Bilge insanların meseleleri farklı açılardan ele alıp, yaptıkları ilmi mülahazalar iyiye, daha iyiye ve en iyiye ulaşma gayretidir.  Kırmadan ve bir çuval inciri berbat etmeden saygı dairesinde oluşturulan fikir sofraları, gökler kadar yücedir. Zira müşavere aynı zamanda ilahi bir tavsiyedir. Müşavere sırasında yapılan değişik yaklaşımlar, şerre değil hayra hizmet eder. Etraflıca muhakeme imkânı verir. Ve dahi tüm toplumun fikri yapısı ele alınmış olur.  Ancak bunların hepsi edep ve hudut dairesinde terennüm edilirse sonuç verir.  Diğer türlü ikiye veya üçe ayrılmış kavgacı zümreler meydana gelir. Sonrasında bir arpa boyu yol alamadan, acıklı feryatlar kopar, düşmanlar sevinir ve olan devletin istikbaline olur.

Türk İslam geleneğinde devlet ve milleti ilgilendiren meseleler, toy ve meclisler marifetiyle görüşülür, bütün farklı fikirler dinlenir ve sonunda istişare ile karar alınırdı. Böylesine adil bir şekilde hareket edilmesine rağmen, yine de bazı muhalif anlayışlar ortaya çıkabilmekteydi. Ama bunlar lisan-ı münasip ve kemal-i edeble ifade edilirdi. Bu eşsiz gelenek önce Çin, sonra da Bizans entrikalarıyla ifrat edildi ve akabinde aşımıza her geçen gün kan karışmaya devam etti. Milletimizin dimağını zehirleyen bu fitne mikrobunu salgın haline getirenler ise, içimizdeki ahmaklar ile sütü bozuklar olmuştur.

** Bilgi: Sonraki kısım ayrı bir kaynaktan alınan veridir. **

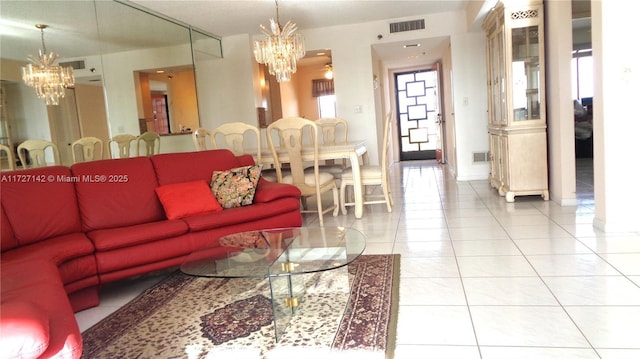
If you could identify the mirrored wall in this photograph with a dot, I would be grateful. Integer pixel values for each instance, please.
(135, 71)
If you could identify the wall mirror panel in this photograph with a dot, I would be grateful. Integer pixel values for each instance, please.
(111, 43)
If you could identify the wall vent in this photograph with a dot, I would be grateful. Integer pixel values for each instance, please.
(76, 65)
(410, 25)
(481, 157)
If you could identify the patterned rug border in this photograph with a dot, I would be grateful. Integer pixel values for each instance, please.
(156, 297)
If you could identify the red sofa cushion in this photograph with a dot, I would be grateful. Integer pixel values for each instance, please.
(124, 237)
(55, 250)
(187, 198)
(238, 215)
(192, 166)
(25, 330)
(118, 185)
(42, 195)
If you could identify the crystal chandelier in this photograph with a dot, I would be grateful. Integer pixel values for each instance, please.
(48, 79)
(280, 49)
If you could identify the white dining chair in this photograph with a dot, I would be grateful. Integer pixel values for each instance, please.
(123, 143)
(371, 176)
(87, 149)
(289, 133)
(36, 149)
(202, 139)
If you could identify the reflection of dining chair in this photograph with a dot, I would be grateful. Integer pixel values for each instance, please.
(235, 138)
(11, 159)
(200, 138)
(90, 148)
(151, 142)
(372, 176)
(36, 150)
(289, 132)
(334, 131)
(124, 145)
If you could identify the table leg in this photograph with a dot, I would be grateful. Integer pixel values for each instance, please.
(357, 184)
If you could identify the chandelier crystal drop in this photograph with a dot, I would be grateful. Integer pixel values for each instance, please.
(48, 79)
(280, 49)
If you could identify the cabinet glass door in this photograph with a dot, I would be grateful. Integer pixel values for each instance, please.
(498, 111)
(525, 73)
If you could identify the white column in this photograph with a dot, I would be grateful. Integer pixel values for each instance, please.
(616, 115)
(560, 126)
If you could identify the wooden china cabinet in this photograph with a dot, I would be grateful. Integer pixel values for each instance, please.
(516, 93)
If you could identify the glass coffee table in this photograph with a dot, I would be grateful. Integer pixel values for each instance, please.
(278, 255)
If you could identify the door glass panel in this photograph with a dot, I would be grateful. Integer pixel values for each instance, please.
(418, 109)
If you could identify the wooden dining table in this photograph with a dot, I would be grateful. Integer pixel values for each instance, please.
(351, 150)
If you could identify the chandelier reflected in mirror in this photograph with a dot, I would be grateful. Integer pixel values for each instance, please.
(280, 49)
(48, 79)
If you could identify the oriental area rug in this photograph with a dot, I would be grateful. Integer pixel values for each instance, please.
(344, 313)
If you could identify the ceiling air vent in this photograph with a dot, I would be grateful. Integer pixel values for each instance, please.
(406, 26)
(76, 65)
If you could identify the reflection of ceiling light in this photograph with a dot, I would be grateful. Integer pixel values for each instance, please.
(48, 79)
(329, 73)
(280, 49)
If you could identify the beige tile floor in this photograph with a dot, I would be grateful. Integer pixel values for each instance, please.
(482, 278)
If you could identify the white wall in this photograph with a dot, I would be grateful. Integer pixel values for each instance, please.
(615, 120)
(468, 63)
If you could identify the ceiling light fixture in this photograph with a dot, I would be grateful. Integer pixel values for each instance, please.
(48, 79)
(280, 49)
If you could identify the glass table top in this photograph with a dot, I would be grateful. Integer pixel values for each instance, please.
(277, 252)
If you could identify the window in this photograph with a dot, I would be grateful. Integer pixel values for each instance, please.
(327, 106)
(323, 91)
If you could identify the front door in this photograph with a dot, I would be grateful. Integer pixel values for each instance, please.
(418, 110)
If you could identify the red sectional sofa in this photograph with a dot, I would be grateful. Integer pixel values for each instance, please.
(66, 231)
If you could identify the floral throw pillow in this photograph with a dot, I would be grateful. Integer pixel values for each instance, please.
(235, 187)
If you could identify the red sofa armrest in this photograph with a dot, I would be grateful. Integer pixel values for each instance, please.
(268, 191)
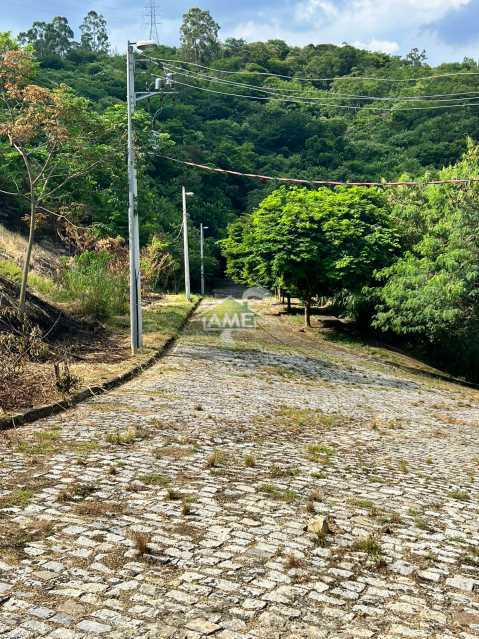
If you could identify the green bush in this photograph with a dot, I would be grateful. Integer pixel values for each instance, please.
(100, 290)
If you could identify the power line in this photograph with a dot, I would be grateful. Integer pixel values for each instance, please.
(270, 178)
(441, 97)
(312, 101)
(333, 79)
(152, 11)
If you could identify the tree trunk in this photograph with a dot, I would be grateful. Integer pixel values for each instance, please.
(307, 313)
(28, 255)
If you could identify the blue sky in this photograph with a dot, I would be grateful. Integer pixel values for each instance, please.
(447, 29)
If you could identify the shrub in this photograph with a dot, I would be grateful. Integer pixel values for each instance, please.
(100, 290)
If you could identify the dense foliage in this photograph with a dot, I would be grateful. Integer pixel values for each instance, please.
(407, 257)
(431, 292)
(312, 244)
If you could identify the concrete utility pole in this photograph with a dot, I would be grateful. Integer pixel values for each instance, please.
(136, 321)
(133, 97)
(186, 255)
(202, 256)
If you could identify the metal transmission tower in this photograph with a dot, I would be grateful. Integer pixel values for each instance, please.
(152, 17)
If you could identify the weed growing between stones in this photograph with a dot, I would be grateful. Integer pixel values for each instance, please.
(215, 459)
(370, 545)
(99, 508)
(14, 539)
(76, 492)
(154, 479)
(279, 494)
(17, 499)
(140, 541)
(293, 562)
(459, 495)
(277, 472)
(249, 461)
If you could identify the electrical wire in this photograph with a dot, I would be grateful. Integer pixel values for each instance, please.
(212, 169)
(333, 79)
(333, 96)
(285, 98)
(329, 96)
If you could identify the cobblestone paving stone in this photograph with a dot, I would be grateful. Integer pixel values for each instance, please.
(177, 505)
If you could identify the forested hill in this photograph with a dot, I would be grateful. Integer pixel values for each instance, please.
(321, 133)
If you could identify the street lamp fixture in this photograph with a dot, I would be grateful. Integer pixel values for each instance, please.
(144, 45)
(136, 320)
(202, 256)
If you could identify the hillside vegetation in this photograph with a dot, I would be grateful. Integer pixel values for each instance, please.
(406, 262)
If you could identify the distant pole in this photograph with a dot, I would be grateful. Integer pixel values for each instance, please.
(202, 257)
(136, 323)
(185, 245)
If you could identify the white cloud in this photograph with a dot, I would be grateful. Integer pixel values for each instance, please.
(390, 26)
(383, 46)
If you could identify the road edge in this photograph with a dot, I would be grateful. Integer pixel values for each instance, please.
(55, 408)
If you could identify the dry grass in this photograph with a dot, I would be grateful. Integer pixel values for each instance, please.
(154, 479)
(249, 461)
(14, 538)
(173, 495)
(141, 541)
(99, 508)
(76, 492)
(16, 499)
(175, 452)
(277, 472)
(293, 562)
(215, 459)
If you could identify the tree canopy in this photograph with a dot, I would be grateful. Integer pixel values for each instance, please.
(312, 243)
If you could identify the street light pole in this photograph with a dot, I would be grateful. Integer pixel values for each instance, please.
(202, 256)
(136, 323)
(185, 245)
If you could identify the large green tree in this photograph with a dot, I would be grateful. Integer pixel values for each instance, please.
(94, 33)
(432, 292)
(313, 243)
(199, 35)
(49, 38)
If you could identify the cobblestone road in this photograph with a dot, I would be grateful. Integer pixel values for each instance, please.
(176, 506)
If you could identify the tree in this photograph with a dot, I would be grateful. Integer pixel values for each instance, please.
(312, 243)
(431, 292)
(199, 36)
(54, 139)
(416, 58)
(94, 34)
(49, 38)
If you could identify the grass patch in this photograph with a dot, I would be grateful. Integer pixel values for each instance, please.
(320, 453)
(369, 545)
(129, 437)
(276, 472)
(215, 459)
(43, 443)
(301, 418)
(459, 495)
(76, 491)
(249, 461)
(141, 542)
(14, 538)
(99, 508)
(173, 451)
(154, 479)
(17, 499)
(279, 494)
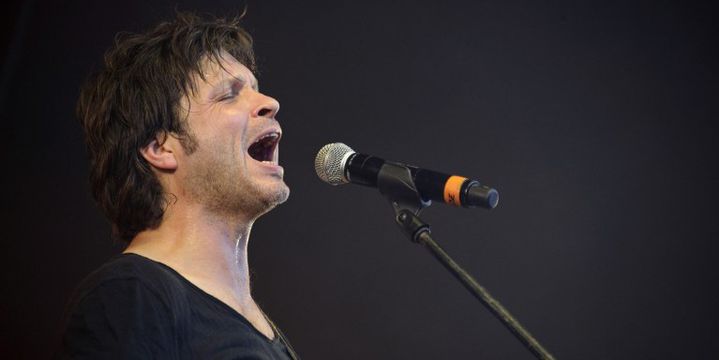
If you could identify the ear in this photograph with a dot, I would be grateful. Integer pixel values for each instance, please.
(160, 155)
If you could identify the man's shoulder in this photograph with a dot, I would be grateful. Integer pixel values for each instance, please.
(131, 306)
(134, 274)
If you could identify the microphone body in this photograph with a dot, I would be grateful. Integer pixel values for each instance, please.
(338, 164)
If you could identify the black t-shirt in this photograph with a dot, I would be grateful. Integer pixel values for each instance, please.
(136, 308)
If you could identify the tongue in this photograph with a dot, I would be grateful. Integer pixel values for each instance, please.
(261, 150)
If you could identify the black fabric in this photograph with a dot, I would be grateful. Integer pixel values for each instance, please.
(136, 308)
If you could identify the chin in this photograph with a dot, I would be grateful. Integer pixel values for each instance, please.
(275, 196)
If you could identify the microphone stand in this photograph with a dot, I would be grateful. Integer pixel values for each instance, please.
(395, 183)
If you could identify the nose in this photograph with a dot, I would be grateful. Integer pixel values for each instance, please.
(267, 106)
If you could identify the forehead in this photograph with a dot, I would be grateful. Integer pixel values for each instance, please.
(217, 71)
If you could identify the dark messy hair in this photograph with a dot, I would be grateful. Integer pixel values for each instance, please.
(135, 99)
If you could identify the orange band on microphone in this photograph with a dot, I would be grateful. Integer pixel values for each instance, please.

Bizdeki muhalefet anlayışı, dışarının kışkırtması ve içerinin de oyuna gelmesiyle, kaygan bir zeminde yürümeye çalışmaktadır. Kâh farklı görüşlerin dillendirilmesi, kâh ihanet sarmalı şeklinde yıkıcı merhalede devam etmektedir. Bu düşüklüğün en acı tecrübesini de, Osmanlı´nın son dönemlerinde görmekteyiz. Devletin bürokrat, aydın ve gazetecilerinin hemen hepsi batıyla azami derecede hemhal olmuş ve onların sadık kulları haline gelmişti. Ağzı açık ayran delisine dönen bu serkeşler, aldıkları öğüt çerçevesinde; devlete yönelik sürekli kurtuluş reçeteleri sunmaktaydı. Görünüşte hayırlı bir çaba olan bu gayretler, filhakika hayranı olduğu ve uşaklığını yaptığı batının telakkilerine hizmet etmekteydi. Bugünün de önemli hastalığı olan sürekli akıl verme anlayışı, o vakitlerde de aynı şekilde sert ve acımasızca tekrarlanmaktaydı. Çünkü dışardan beslenen bu ezikler, sahibinin sesiyle yazmakta ve bu sayede görevlerini yerine getirmenin hazzını yaşamaktaydı. Düşmana karşı mıymıntı, Padişaha karşı kartal kesilen bu sümsükler, ifk hadisesi (iftira olayı) cazgırlarından daha beter cühelalık sergilemekteydi. Gâvur kancasını sinemize saplamıştı ve kurtarıcılarımız (!) doğruları ifade ettiğini zannederek gayri milli bir seviyesizliğin davasını güdüyordu. Devlet en çok bilimsel çalışmalara ve bunların getirisi olan teknolojik ilerlemeye muhtaçken, Avrupa´ya gidenler bırakın bilim adamı olmayı, garbın mankurtları halinde gazete, kitap ve görüşleriyle devlete sadece bilimselliğin lafazanlığını satıyordu. Batının ileri olduğundan dem vuruluyor, onlar gibi fen ve bilimde gelişmemiz gerektiği sıralanıyordu. Peki, bu bilimsel terakkiyi yapacak olan kişiler kimlerdi? Nasıl bir metot izlenerek bu yola girilmeliydi? Devletin bununla ilgili atacağı adımlarla alakalı hangi Yeni Osmanlıcı, Türkçü, İslamcı ya da İttihatçı şümullü bir rapor hazırlamıştı? Hariciyenin tazyiki ve değişimin papağanlığından başka, merhem niyetine ne gibi çareler hazırlandı? Bu sorular uzar gider, lakin cevapsız kalan yıllardır kanayan yaralarımızdır.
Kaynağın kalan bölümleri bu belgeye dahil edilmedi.